Maximum likelihood estimation with tensorflow probability and pystan (and now rstan too)

I've made some edits to this post based on comments on the stan forums and from Bob Carpenter below (many thanks to all):

y ~ bernoulli_logit(alpha + x * beta); -> y ~ bernoulli_logit_glm(x, alpha, beta); in the stan code (actually nvm this doesn't work with the currently released pystan or rstan 2.18, I get this error)
Added rstan example

I'm quite excited about tensorflow 2 and have been using the alpha quite a lot recently. I'm also really enjoying a lot of the functionallity in tensorflow probability which I show a little of here. I installed both of these via:

pip install tensorflow-gpu==2.0.0-alpha tfp-nightly

In this example I use LBFGS to find maximum likelihood estimates in a fairly big logistic regression with 1 million observations and 250 predictors. It's really easy to do in tensorflow and in stan, the only difference here is the execution time, and the gap in this (contrived) example is pretty large. Perhaps when stan on the GPU becomes available it will close the gap. Less the GPU difference, a few other differences worth mentioning are:

The LBFGS implementation and stopping criteria may be different in stan and tensorflow-probability
The tensorflow version uses 32 bit floats and stan 64 bit floats (I'm not aware of any way to change this in stan)
Stan only runs on a single core

The latter two points are limitations of stan, I think.

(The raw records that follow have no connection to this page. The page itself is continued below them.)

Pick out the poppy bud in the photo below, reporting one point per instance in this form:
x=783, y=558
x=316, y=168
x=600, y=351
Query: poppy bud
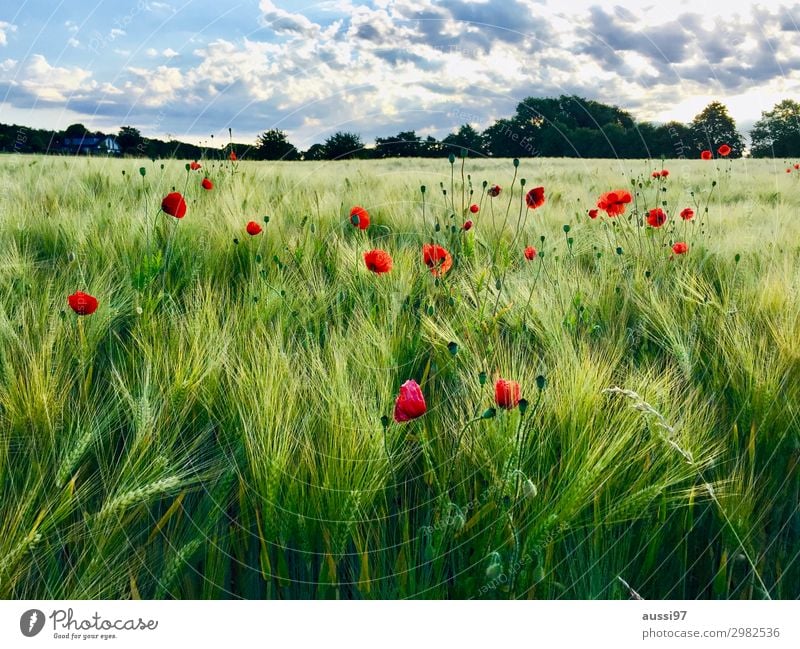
x=495, y=566
x=82, y=303
x=410, y=402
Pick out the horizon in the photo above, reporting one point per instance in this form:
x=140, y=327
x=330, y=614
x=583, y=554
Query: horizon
x=381, y=67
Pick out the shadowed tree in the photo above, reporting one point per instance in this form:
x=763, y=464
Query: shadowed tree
x=406, y=144
x=712, y=127
x=274, y=145
x=465, y=138
x=777, y=133
x=343, y=145
x=129, y=139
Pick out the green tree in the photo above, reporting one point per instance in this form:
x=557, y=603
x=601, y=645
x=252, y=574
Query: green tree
x=406, y=144
x=342, y=145
x=712, y=127
x=507, y=138
x=76, y=130
x=465, y=138
x=274, y=145
x=129, y=139
x=777, y=133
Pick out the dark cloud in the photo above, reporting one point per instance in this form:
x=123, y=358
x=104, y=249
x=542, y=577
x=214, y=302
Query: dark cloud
x=609, y=33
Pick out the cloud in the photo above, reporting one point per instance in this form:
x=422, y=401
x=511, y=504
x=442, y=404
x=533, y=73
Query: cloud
x=152, y=52
x=5, y=29
x=399, y=64
x=42, y=82
x=285, y=22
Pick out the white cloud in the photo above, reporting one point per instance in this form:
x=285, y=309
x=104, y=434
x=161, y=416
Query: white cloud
x=49, y=83
x=285, y=22
x=5, y=28
x=152, y=52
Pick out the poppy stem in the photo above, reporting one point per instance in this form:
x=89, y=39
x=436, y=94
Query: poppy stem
x=389, y=456
x=454, y=453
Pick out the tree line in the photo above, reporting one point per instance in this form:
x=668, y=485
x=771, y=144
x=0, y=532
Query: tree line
x=565, y=126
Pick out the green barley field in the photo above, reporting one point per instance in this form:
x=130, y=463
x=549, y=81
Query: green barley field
x=222, y=426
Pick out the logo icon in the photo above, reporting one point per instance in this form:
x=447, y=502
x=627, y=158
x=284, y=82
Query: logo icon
x=31, y=622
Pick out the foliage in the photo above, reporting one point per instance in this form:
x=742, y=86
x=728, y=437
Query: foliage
x=215, y=429
x=713, y=127
x=777, y=133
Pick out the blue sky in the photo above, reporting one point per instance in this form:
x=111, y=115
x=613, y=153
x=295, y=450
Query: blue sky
x=192, y=68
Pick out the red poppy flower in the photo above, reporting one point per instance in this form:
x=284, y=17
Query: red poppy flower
x=410, y=403
x=506, y=393
x=174, y=205
x=82, y=303
x=378, y=261
x=613, y=203
x=535, y=198
x=437, y=259
x=656, y=217
x=359, y=217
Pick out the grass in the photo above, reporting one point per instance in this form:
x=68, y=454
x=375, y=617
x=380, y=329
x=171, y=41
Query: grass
x=214, y=429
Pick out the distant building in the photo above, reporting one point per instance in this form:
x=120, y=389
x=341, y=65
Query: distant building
x=91, y=145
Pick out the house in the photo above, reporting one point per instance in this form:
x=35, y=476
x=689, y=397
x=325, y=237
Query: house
x=91, y=145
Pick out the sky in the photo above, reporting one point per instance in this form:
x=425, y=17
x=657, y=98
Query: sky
x=191, y=68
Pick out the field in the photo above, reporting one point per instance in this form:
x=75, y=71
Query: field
x=222, y=426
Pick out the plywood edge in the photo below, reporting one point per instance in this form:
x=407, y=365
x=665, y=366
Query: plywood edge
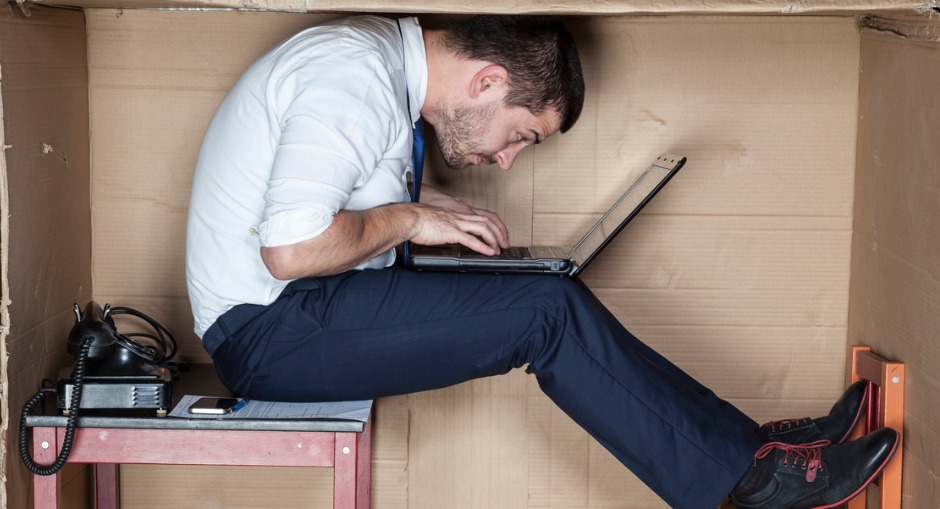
x=4, y=306
x=610, y=7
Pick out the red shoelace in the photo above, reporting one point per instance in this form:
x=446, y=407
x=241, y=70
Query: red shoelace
x=786, y=423
x=808, y=455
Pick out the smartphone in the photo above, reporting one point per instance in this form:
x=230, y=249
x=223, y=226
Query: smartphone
x=213, y=406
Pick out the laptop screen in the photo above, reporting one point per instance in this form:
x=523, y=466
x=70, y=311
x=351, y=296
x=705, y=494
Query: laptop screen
x=637, y=195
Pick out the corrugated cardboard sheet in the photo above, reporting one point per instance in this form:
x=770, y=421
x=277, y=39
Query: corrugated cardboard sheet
x=739, y=271
x=895, y=296
x=48, y=244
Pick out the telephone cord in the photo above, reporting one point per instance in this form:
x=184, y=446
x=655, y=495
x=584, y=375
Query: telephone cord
x=78, y=373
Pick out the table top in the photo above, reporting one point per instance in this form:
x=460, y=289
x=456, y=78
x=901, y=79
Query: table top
x=200, y=380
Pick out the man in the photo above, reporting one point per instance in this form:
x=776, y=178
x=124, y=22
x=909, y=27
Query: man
x=300, y=197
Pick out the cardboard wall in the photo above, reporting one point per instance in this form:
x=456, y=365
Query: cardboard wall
x=895, y=285
x=46, y=147
x=739, y=271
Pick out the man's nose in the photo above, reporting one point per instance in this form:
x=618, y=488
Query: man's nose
x=507, y=156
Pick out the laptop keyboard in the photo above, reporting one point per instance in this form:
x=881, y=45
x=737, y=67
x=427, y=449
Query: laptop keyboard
x=510, y=253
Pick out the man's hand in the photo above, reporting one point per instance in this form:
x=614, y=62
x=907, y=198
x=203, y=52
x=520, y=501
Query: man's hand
x=494, y=225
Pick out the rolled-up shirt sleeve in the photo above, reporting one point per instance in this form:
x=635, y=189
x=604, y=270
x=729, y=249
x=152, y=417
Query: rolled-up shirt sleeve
x=323, y=154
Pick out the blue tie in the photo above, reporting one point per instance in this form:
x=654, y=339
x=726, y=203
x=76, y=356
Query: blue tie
x=417, y=159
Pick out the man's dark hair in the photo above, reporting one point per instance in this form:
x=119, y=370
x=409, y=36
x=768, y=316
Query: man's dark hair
x=539, y=54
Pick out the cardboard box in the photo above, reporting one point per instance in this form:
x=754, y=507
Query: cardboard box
x=805, y=221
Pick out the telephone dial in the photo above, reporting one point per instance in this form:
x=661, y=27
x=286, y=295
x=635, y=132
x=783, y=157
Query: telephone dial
x=113, y=371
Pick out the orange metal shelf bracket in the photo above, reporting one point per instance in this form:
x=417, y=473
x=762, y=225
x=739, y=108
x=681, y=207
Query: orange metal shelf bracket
x=885, y=408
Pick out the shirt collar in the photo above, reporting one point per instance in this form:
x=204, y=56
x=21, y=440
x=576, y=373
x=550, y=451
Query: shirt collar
x=416, y=64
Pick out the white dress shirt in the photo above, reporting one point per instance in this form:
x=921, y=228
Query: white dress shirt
x=317, y=125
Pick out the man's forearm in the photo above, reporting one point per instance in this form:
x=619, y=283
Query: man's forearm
x=353, y=238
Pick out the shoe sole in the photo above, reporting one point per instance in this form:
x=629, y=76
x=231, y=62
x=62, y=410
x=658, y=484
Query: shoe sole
x=870, y=479
x=858, y=414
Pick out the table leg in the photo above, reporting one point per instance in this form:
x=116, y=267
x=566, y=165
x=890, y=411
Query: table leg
x=107, y=486
x=45, y=487
x=364, y=464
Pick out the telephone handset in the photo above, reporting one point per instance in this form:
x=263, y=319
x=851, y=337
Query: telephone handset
x=112, y=371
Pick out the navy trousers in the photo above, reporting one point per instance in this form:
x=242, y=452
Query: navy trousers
x=361, y=335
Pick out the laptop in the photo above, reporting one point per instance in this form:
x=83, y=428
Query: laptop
x=553, y=259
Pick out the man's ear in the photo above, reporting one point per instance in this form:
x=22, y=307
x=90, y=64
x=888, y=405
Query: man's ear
x=491, y=77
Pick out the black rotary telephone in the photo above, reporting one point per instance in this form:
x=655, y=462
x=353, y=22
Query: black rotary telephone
x=112, y=371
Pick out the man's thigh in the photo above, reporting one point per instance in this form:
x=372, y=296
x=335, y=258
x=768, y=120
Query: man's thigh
x=394, y=331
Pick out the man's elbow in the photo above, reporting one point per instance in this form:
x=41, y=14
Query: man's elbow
x=280, y=262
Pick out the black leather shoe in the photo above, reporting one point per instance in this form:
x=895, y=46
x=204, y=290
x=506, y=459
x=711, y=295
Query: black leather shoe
x=815, y=475
x=835, y=427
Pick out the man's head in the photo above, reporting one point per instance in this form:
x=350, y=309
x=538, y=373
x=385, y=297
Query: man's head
x=538, y=53
x=498, y=84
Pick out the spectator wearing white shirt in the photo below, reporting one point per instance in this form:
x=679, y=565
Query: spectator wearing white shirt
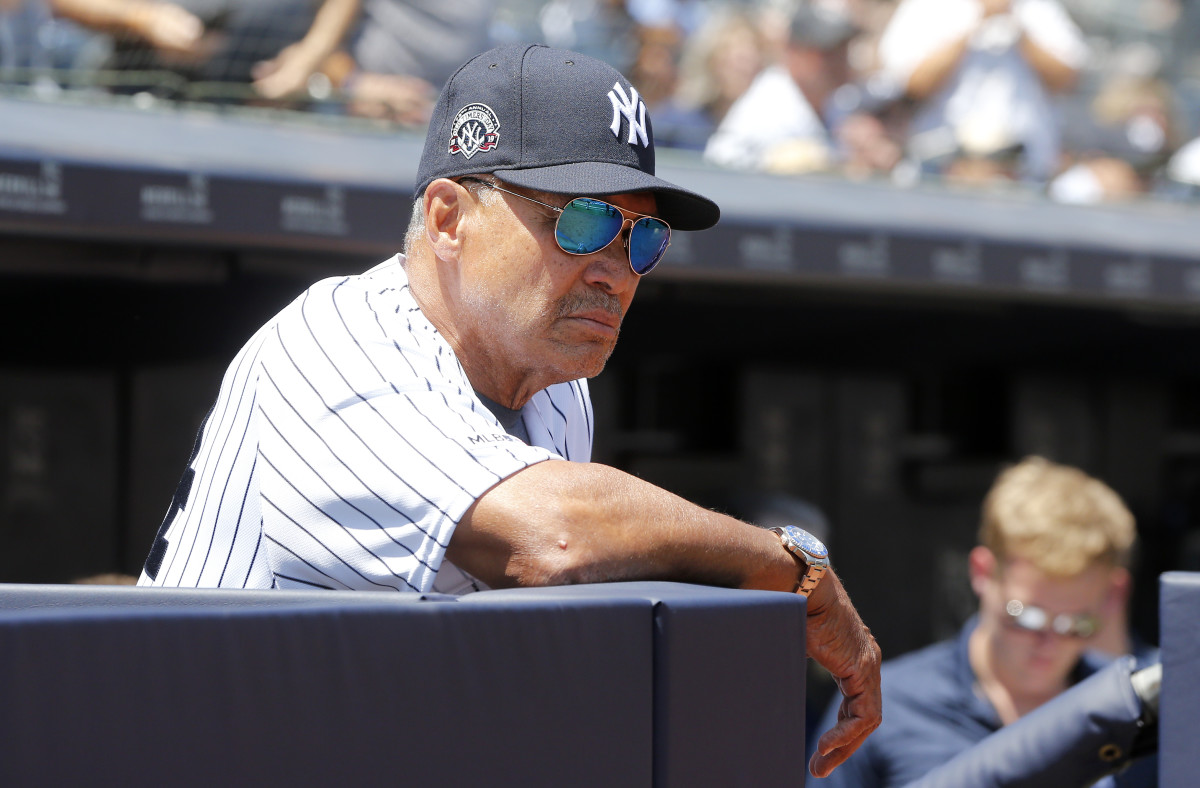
x=777, y=125
x=983, y=72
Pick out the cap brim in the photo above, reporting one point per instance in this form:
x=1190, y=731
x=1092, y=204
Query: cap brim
x=682, y=209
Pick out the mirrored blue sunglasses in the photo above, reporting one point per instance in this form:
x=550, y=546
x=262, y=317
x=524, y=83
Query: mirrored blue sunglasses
x=587, y=226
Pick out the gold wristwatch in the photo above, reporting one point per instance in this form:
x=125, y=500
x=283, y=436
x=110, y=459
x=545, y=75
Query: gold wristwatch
x=809, y=552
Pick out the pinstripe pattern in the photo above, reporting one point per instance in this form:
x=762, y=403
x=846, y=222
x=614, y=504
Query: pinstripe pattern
x=345, y=445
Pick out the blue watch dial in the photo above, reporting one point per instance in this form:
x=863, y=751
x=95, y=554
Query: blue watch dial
x=807, y=541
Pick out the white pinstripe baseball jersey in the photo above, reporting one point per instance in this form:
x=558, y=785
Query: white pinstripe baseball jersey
x=345, y=445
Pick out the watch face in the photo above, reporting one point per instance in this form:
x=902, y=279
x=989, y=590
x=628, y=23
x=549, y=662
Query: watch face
x=807, y=541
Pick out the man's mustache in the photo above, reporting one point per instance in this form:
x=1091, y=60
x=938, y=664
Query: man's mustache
x=587, y=300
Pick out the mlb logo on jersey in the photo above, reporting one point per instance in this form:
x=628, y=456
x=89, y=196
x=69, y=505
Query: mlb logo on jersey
x=474, y=128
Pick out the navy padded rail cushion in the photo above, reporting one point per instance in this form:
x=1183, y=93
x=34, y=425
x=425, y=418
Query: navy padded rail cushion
x=729, y=681
x=161, y=686
x=1179, y=729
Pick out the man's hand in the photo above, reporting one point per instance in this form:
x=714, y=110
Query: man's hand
x=166, y=26
x=840, y=642
x=995, y=7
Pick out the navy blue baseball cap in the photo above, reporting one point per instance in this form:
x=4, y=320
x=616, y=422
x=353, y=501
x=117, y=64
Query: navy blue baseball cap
x=556, y=121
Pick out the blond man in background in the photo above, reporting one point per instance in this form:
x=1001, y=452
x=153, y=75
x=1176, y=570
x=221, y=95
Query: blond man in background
x=1051, y=572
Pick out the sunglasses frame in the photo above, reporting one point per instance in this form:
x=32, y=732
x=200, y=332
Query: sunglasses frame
x=1083, y=625
x=621, y=233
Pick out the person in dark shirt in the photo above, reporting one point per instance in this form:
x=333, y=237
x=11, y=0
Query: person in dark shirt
x=1051, y=573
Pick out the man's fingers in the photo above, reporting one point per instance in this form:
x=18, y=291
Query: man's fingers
x=838, y=744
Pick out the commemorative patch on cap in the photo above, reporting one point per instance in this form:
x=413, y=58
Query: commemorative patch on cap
x=474, y=128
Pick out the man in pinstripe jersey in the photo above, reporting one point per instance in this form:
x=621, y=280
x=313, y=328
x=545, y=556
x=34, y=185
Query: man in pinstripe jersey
x=426, y=425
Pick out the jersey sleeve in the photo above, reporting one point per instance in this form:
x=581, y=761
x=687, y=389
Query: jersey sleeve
x=371, y=440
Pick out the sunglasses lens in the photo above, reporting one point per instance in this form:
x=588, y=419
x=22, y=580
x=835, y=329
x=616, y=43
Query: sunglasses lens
x=647, y=242
x=587, y=226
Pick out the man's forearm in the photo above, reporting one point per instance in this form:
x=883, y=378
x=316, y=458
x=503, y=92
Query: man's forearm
x=558, y=522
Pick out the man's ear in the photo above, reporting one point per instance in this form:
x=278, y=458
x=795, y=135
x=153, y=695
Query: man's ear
x=444, y=211
x=982, y=566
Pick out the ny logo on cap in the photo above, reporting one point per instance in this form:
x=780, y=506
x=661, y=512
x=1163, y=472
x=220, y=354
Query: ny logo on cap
x=634, y=110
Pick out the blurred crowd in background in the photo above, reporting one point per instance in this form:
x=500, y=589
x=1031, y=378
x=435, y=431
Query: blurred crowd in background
x=1085, y=101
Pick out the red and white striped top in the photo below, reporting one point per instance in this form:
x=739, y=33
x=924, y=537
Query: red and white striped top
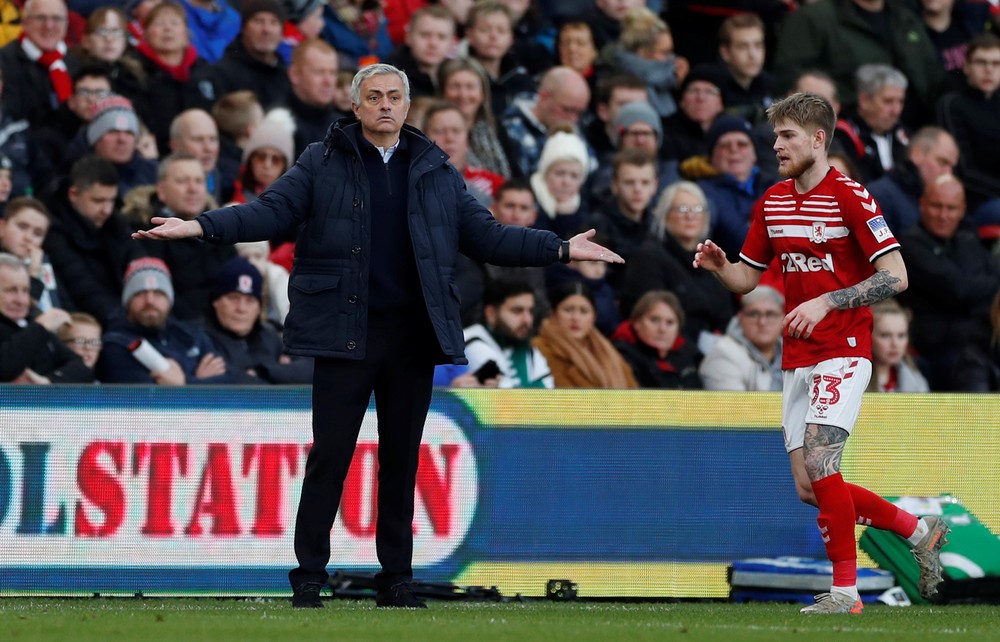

I should note that stan does seem to support some multithreading (see pystan threading support), although it looks quite complicated to use. In tensorflow taking advantage of multiple CPUs or the GPUs requires little to no effort from the user.

Anyway, here's the data generation and the tensorflow version:

import tensorflow_probability as tfp
import tensorflow as tf
import time as tm

tfd = tfp.distributions

N = 1_000_000
P = 250


def loss(par, x, y):
    alpha = par[0]
    beta = tf.expand_dims(par[1:], 1)
    dist = tfd.Bernoulli(alpha + x @ beta)
    return -tf.reduce_sum(dist.log_prob(y))


@tf.function
def loss_and_gradient(par, x, y):
    return tfp.math.value_and_gradient(lambda par: loss(par, x, y), par)


def fit(x, y):
    init = tf.zeros(tf.shape(x)[1] + 1)
    opt = tfp.optimizer.lbfgs_minimize(
        lambda par: loss_and_gradient(par, x, y), init, max_iterations=1000
    )
    return opt


tf.random.set_seed(123)

alpha_true = tfd.Normal(0.666, 1.0).sample()
beta_true = tfd.Normal(0.0, 3.14).sample([P, 1])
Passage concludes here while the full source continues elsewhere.